Cyber Defense Working Group Outcomes

Building a Smarter German-American Partnership
Bringing together leading cyber experts from Germany and the United States, the Transatlantic Cybersecurity Partnership discusses policies to address threats posed by cyber war and digital propaganda.

Information-sharing—for example on attribution for a cyber intrusion, potential cyber threats, or indicators of compromise—can happen between Germany and the United States best if it stays on the operational and technical level, working group participants agreed. Information sharing between and across countries is easiest when it happens, for example, between military branches, and stays separate from intelligence.

At the same time, participants agreed that the aim should be closer cooperation on information-sharing across agencies in order to defeat stove-pipe mentalities.
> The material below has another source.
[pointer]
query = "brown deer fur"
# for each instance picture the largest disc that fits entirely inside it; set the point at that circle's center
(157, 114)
In addition, there should be closer cooperation across the corporate sector and government. Information-sharing involving the vulnerability equities process will remain a topic for future discussion.

The working group proposed a “Cyber Defense Center Plus” as a forum to serve as a conduit for information on cybersecurity internationally, since it is already mandated to act as a hub to bundle data on cyber threats from police, military, and the intelligence community within Germany.

To strengthen confidence building measures (CBMs), participants agreed that joint exercises on operational cybersecurity should be undertaken between Germany’s Foreign Office and the U.S. Department of State in the near future.

Participants suggested that Germany and the United States undertake a division of labor on attribution and threats using Open Source information and Early Warning tools available in both countries.

In terms of labeling intrusions as offensive or defensive, the group agreed on several categories that aid in categorizing the two. Location of the attributed server, as well as the server or network suffering the intrusion, the modus operandi used for the intrusion, and the effects of the intrusion on the intended target (military, state, or civilian) all help provide clues. In addition, the perception of the victim as to whether the intrusion was offensive and causes lasting damage plays a role in making this assessment.

For five months, 10 experts from Germany and 10 from the United States met in Munich, Berlin, and Washington to discuss the most pressing cybersecurity issues for transatlantic cooperation. Participants from the German Federal Foreign Office, the German Defense and Interior ministries, the U.S. Departments of State and Homeland Security, the United States European Command Joint Cyberspace Center, the Bundestag, academics, and tech companies discussed common threats to both countries in two working groups. The cyber defense working group made concrete progress in proposals for improved information sharing on cybersecurity threats between the two countries, while the digital propaganda working group made proposals for the governments of both countries to use everything from a “Bot-Labeling-System” to “Fact-checking Gateways” to deal with disinformation campaigns. These are the final outcomes of each working group, which will be expanded upon in greater length in our upcoming publication.